Summary: Hang on reboot, watchdog did not stop
Product: [Fedora] Fedora Reporter: David Highley <david.m.highley>
Component: dracutAssignee: dracut-maint-list
Status: CLOSED INSUFFICIENT_DATA QA Contact: Fedora Extras Quality Assurance <extras-qa>
Severity: medium Docs Contact:
Priority: unspecified    
Version: 25CC: david.m.highley, dracut-maint-list, harald, iamreallynotapokemon, jonathan, zbyszek
Target Milestone: ---   
Target Release: ---   
Hardware: x86_64   
OS: Linux   
Whiteboard:
Fixed In Version: Doc Type: If docs needed, set a value
Doc Text:
Story Points: ---
Clone Of: Environment:
Last Closed: 2017-07-12 08:49:55 UTC Type: Bug
Regression: --- Mount Type: ---
Documentation: --- CRM:
Verified Versions: Category: ---
oVirt Team: --- RHEL 7.3 requirements from Atomic Host:
Cloudforms Team: --- Target Upstream Version:
Embargoed:

Description David Highley 2017-01-31 03:34:23 UTC
Description of problem:
System will hang for 10 minutes until hardware watchdog timer trips.
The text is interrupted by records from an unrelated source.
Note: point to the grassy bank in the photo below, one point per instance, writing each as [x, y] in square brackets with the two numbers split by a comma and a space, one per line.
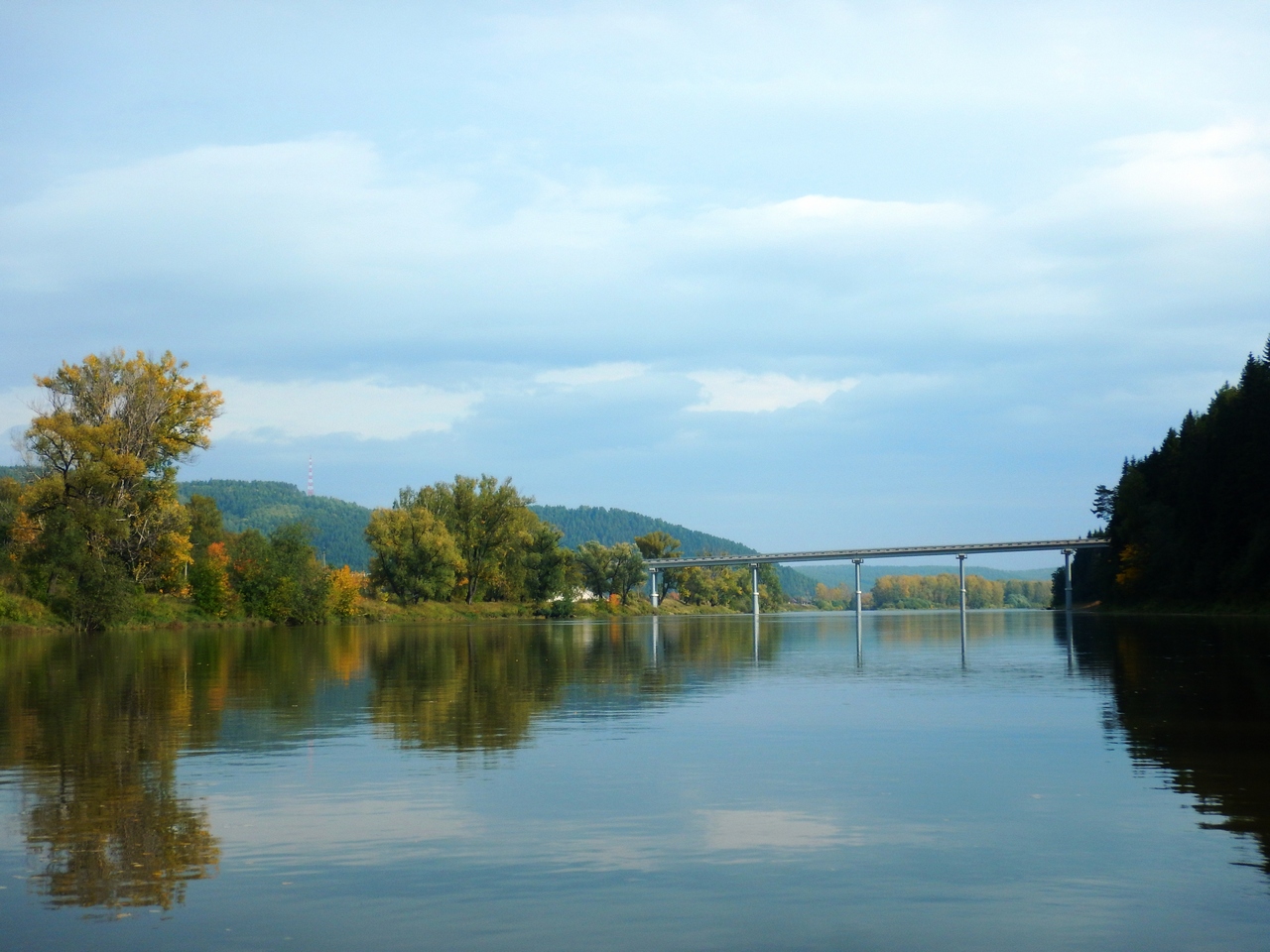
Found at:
[151, 611]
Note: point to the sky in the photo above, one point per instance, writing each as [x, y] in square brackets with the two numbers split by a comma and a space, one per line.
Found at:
[802, 275]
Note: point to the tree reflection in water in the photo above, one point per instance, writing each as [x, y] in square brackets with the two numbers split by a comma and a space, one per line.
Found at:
[94, 729]
[93, 725]
[1193, 696]
[91, 728]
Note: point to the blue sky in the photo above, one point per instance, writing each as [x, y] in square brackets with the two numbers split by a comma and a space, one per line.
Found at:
[804, 275]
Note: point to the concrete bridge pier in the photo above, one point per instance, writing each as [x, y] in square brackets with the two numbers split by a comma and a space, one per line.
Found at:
[960, 571]
[860, 613]
[1067, 579]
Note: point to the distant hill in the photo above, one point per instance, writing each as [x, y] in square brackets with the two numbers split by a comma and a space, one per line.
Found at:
[610, 526]
[834, 575]
[339, 527]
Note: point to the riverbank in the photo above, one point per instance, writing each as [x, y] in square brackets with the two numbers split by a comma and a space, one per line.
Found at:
[21, 615]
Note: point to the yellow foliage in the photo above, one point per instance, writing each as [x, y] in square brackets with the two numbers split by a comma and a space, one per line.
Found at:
[345, 589]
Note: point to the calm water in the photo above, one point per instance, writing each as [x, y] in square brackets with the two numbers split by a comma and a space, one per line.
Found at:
[561, 785]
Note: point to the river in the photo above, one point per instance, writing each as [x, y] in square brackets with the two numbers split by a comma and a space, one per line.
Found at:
[604, 785]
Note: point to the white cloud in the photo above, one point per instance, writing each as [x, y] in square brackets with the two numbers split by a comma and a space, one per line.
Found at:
[733, 391]
[16, 411]
[362, 408]
[826, 216]
[1213, 178]
[592, 375]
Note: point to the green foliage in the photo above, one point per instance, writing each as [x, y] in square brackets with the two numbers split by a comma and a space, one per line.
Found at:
[547, 566]
[922, 592]
[611, 570]
[730, 587]
[338, 526]
[99, 520]
[1191, 522]
[414, 555]
[588, 524]
[278, 578]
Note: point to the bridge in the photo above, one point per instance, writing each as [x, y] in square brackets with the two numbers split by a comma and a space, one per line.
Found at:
[1067, 547]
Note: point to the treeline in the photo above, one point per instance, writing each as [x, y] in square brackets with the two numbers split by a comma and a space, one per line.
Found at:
[338, 527]
[1189, 524]
[587, 524]
[94, 529]
[943, 590]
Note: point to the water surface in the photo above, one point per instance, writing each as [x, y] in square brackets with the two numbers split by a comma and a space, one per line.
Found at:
[606, 784]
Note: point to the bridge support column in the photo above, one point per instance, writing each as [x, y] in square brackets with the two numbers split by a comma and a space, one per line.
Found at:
[860, 610]
[1067, 579]
[960, 571]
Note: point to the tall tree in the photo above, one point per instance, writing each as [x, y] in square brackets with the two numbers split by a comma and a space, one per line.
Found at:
[1191, 522]
[414, 555]
[486, 520]
[662, 544]
[104, 449]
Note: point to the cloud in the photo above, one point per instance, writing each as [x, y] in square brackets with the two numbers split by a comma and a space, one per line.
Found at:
[16, 407]
[592, 375]
[362, 408]
[835, 216]
[1214, 178]
[733, 391]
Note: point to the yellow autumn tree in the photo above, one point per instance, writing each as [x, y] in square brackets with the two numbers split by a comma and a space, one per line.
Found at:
[104, 448]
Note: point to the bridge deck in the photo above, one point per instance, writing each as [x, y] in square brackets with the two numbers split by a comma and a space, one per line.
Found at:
[851, 553]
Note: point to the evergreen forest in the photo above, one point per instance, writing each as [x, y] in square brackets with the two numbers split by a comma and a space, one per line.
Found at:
[1189, 524]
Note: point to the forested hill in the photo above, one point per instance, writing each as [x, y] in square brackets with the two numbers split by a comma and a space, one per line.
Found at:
[1189, 524]
[339, 527]
[588, 524]
[611, 526]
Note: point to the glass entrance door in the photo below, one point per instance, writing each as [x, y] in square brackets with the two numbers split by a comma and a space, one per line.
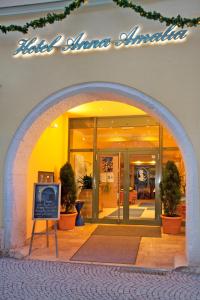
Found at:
[128, 187]
[109, 185]
[142, 187]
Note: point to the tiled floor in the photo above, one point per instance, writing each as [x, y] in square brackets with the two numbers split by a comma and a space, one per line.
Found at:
[148, 212]
[165, 252]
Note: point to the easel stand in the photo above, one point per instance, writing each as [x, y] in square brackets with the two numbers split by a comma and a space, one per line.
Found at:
[47, 235]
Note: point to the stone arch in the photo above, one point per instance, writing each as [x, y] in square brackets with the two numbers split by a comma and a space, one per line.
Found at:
[54, 105]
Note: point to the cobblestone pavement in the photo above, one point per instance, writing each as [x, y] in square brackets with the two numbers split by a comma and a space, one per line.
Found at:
[27, 279]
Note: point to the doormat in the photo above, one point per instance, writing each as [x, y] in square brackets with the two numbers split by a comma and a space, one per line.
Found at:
[109, 249]
[147, 204]
[128, 230]
[133, 213]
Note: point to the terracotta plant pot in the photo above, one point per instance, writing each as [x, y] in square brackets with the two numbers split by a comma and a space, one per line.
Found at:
[171, 225]
[67, 221]
[86, 196]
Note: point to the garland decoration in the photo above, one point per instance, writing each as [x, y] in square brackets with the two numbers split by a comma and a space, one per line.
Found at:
[53, 17]
[42, 22]
[178, 21]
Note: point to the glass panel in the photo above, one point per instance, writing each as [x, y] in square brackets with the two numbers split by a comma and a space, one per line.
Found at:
[175, 155]
[81, 138]
[108, 186]
[125, 121]
[81, 123]
[82, 163]
[128, 137]
[142, 175]
[168, 139]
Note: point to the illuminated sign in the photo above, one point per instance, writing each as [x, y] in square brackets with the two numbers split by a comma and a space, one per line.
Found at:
[80, 43]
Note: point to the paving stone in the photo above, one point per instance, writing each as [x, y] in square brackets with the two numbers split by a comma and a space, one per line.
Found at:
[35, 280]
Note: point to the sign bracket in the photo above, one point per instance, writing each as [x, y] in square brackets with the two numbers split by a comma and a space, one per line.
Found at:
[47, 233]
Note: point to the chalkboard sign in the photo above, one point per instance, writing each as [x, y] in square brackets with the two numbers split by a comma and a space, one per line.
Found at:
[46, 201]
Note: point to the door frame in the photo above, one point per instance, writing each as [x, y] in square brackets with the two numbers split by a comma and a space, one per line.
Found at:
[125, 219]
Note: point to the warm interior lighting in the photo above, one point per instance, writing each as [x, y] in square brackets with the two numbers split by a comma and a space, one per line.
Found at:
[54, 125]
[104, 108]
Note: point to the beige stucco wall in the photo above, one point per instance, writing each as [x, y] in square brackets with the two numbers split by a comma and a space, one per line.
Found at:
[167, 73]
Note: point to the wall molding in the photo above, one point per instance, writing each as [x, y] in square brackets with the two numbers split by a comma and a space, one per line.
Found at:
[50, 5]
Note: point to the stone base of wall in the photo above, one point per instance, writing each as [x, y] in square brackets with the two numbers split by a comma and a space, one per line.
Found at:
[1, 238]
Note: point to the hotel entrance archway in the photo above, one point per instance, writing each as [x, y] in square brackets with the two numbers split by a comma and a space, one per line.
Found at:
[39, 118]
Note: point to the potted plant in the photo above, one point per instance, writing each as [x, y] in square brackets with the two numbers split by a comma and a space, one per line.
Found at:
[170, 192]
[68, 198]
[86, 195]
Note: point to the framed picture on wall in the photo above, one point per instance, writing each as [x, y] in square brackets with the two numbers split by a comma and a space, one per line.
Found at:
[46, 201]
[45, 177]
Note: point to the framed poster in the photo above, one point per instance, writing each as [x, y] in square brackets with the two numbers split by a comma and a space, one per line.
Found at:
[46, 201]
[45, 177]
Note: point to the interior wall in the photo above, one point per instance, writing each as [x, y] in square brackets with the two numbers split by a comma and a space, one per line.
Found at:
[49, 154]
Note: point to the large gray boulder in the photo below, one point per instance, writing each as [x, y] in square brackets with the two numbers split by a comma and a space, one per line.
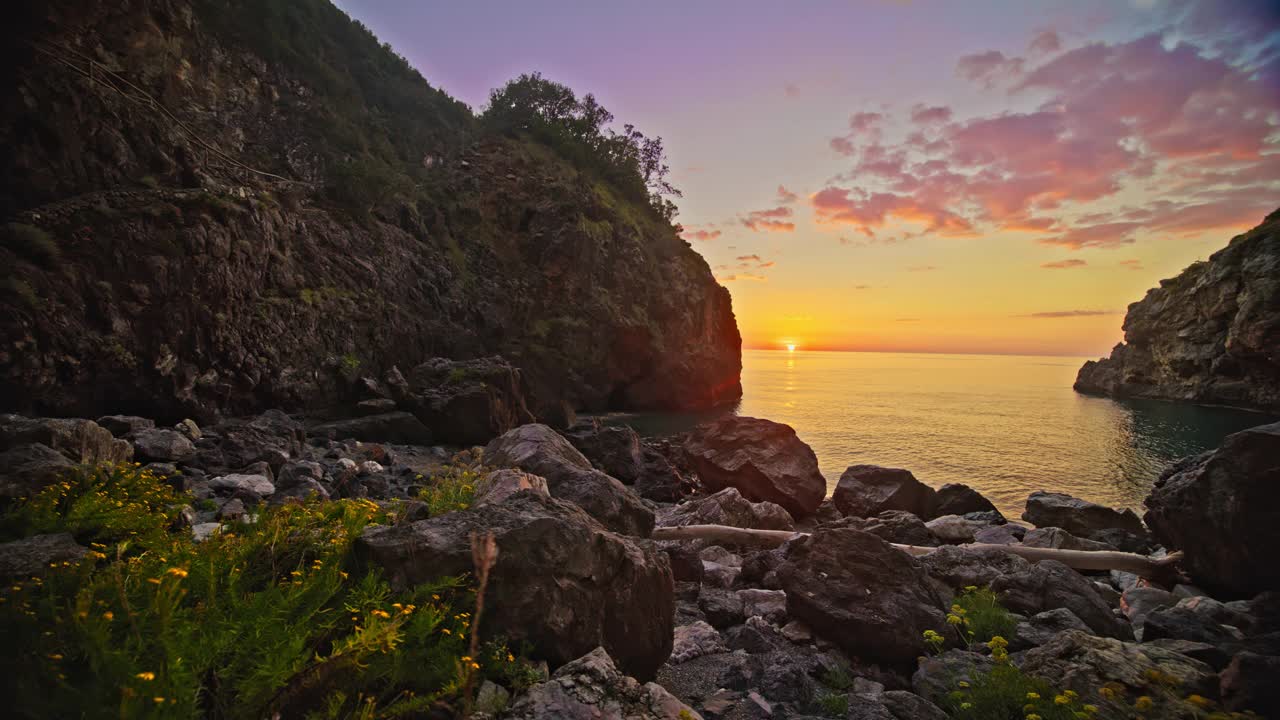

Version-Release number of selected component (if applicable):
dracut-044-78.fc25.x86_64

How reproducible:
Every reboot

Steps to Reproduce:
1.
2.
3.

Actual results:


Expected results:


Additional info:
Appears as the same/similar issue reported in Fedora 24 bug report 1365352. Where in Fedora 24 we had four systems with this issue with Fedora 25 we have two out of four systems. The difference between the two that hang on reboot and the two that do not is the amount of SSD storage. The two failing systems have dual 128GB SSD that are raid 1 while the two that do not have the issue have dual 1TB SSD that are raid 1. The other failure on these two systems is rpcbind fails to start on both systems. The rpcbind issue did not occur when this hardware was running Fedora 24.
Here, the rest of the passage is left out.